Dragorad Knezi, CEO and co-founder of eyezon, explains how customer-driven commerce disrupts the carefully constructed purchasing journeys that brands have been building for years.
For the past two decades, brands and businesses have been striving to be ever more customer-centric, transforming their organizations and using huge amounts of data to anticipate and match consumer needs at every touch point.
This sounds great on paper, and it may be done with the best of intentions, but it’s fast becoming a dated concept. Part of the problem, if we take a less charitable view of it, is that it turns consumers into glorified lab rats, passive players who are unaware of the orchestration going on around them. Brands are taking every click, behavior, demographic detail, and attitudinal preference – and using them to guide consumers to purchasing decisions, largely without their knowledge, not to mention consent. Consumers may understand that marketers are collecting data, but they have little understanding of exactly how it’s being used.
They also have something else: a new way to shop that disrupts the paradigm. We can call it customer-driven commerce. It’s a much more fluid, flexible, and immediate way to shop and buy, one in which the consumer has more or less complete control. To understand how it works, we can look at a number of new developments in the marketplace and see how they are coalescing around this new concept.
Shoppable marketing adds an element of immediacy and quickness to the shopping experience. Today, customers can click on an ad and buy in the moment, rather than leaving whatever content they are experiencing. While not wildly popular, the immediacy of these experiences is very important: customers can choose to buy when they want, without deferring the purchase or going to different digital locations to complete a transaction. This holds a lot of promise for customer-driven commerce, proving that shopping can happen anywhere.
Advanced fin tech
New buy-now, pay-later, and other flexible and transparent payment services are offering consumers both immediate credit lines and a much clearer picture of how much they are spending.
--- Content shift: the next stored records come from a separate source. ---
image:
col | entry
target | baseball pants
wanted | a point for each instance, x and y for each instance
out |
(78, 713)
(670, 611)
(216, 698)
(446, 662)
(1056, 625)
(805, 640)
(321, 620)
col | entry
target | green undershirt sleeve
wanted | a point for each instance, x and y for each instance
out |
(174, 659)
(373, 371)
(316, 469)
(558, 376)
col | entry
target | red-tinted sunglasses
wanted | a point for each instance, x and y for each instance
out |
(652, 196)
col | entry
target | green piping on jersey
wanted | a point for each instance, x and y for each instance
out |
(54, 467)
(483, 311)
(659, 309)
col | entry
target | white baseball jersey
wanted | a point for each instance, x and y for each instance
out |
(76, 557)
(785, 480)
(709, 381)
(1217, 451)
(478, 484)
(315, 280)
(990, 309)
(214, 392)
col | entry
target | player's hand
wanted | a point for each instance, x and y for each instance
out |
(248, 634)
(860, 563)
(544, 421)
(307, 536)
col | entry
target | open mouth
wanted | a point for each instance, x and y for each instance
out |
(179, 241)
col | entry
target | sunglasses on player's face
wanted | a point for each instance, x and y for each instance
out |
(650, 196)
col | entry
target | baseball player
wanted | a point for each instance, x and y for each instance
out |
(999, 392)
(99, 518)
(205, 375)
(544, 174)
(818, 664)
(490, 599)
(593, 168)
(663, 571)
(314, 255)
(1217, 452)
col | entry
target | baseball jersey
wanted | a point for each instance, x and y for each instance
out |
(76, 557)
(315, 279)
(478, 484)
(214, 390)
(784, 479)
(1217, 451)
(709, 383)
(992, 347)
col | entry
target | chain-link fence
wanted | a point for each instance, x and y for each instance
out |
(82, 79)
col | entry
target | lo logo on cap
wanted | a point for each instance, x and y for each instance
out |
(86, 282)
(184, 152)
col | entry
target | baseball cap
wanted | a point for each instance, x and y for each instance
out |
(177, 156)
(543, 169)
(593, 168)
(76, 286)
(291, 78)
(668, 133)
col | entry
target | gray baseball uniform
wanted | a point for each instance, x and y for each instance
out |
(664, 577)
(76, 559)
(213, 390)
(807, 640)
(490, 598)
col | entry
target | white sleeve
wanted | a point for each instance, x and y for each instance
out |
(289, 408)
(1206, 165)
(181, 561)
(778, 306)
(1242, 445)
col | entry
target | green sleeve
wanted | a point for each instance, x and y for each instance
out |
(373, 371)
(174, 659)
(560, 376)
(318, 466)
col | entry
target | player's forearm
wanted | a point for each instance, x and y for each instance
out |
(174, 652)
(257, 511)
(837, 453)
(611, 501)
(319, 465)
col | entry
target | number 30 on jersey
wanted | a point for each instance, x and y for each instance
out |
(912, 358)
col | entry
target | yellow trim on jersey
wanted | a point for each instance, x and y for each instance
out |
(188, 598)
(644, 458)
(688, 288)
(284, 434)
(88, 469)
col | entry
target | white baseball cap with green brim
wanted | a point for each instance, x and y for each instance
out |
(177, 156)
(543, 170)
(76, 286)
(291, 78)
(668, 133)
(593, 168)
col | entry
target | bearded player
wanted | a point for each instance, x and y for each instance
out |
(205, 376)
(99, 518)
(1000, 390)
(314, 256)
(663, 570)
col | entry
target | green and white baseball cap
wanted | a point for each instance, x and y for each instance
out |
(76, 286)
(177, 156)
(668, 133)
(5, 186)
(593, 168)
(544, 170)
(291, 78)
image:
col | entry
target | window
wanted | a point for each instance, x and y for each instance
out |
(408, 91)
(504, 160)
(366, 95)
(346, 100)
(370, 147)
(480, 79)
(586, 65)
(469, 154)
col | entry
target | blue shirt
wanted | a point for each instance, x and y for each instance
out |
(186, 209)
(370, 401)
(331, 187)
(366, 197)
Gone are the days where everyone needed to purchase with credit cards with hidden fees and exorbitant interest rates. Companies like Affirm, for example, drop both of those, and let consumers know exactly how much something is going to cost and when they will be able to pay it off. This is producing a more confident consumer, one who is able to buy in the moment without regrets.
Increasingly brands are connecting potential customers with live agents via chat or video. Done right, live commerce offers a highly personalized and informative experience. Just as in a physical store, the customer can ask questions, get immediate feedback, and request further information. All the while, a skilled salesperson intuits their needs and responds accordingly. Live commerce also has great potential for inclusivity, using accessible technologies to bring shoppers with different abilities to the store.
While reviews are nothing new in commerce, they are increasingly being incorporated into in-the-moment shopping experiences. One example of this occurs during live streams, where influencers can demonstrate a product, and owners of it can comment in the feed. This gives potential buyers the ability to ask questions of actual owners (who happened to be fellow fans at the same time) of the product.
While we tend to think of each of these technologies in isolation, together they are creating the potential for shopping experiences in which customers seamlessly create their own purchasing journeys. This can happen just about anywhere, from a live stream and a brand website to sports TV and even in person events. Customers will be free to explore and shop how they like, without having to interrupt whatever they’re doing or seeing.
In this way, customer-driven commerce disrupts the carefully constructed purchasing journeys that brands have been building for years, replacing them with something that is much more natural and customizable.
A final point is that customer-driven commerce is not anti-data. But rather than using data to predict behavior, it uses it to improve the experience. It answers questions like the following: What is useful in the moment? What are the customers’ priorities right now? What are the unspoken blockers and unmet needs? And what do people actually want? Brands can feed this data back into their more traditional customer journeys or use it to enhance the live experiences as well.
It may seem ironic that brands have finally mastered digital transformation, only to have the ground shift out from under them. But technological possibilities have often outpaced organizational change, and if a brand’s goal is to make things better for its customers, giving them the ability to create their own desired journeys should be a no-brainer.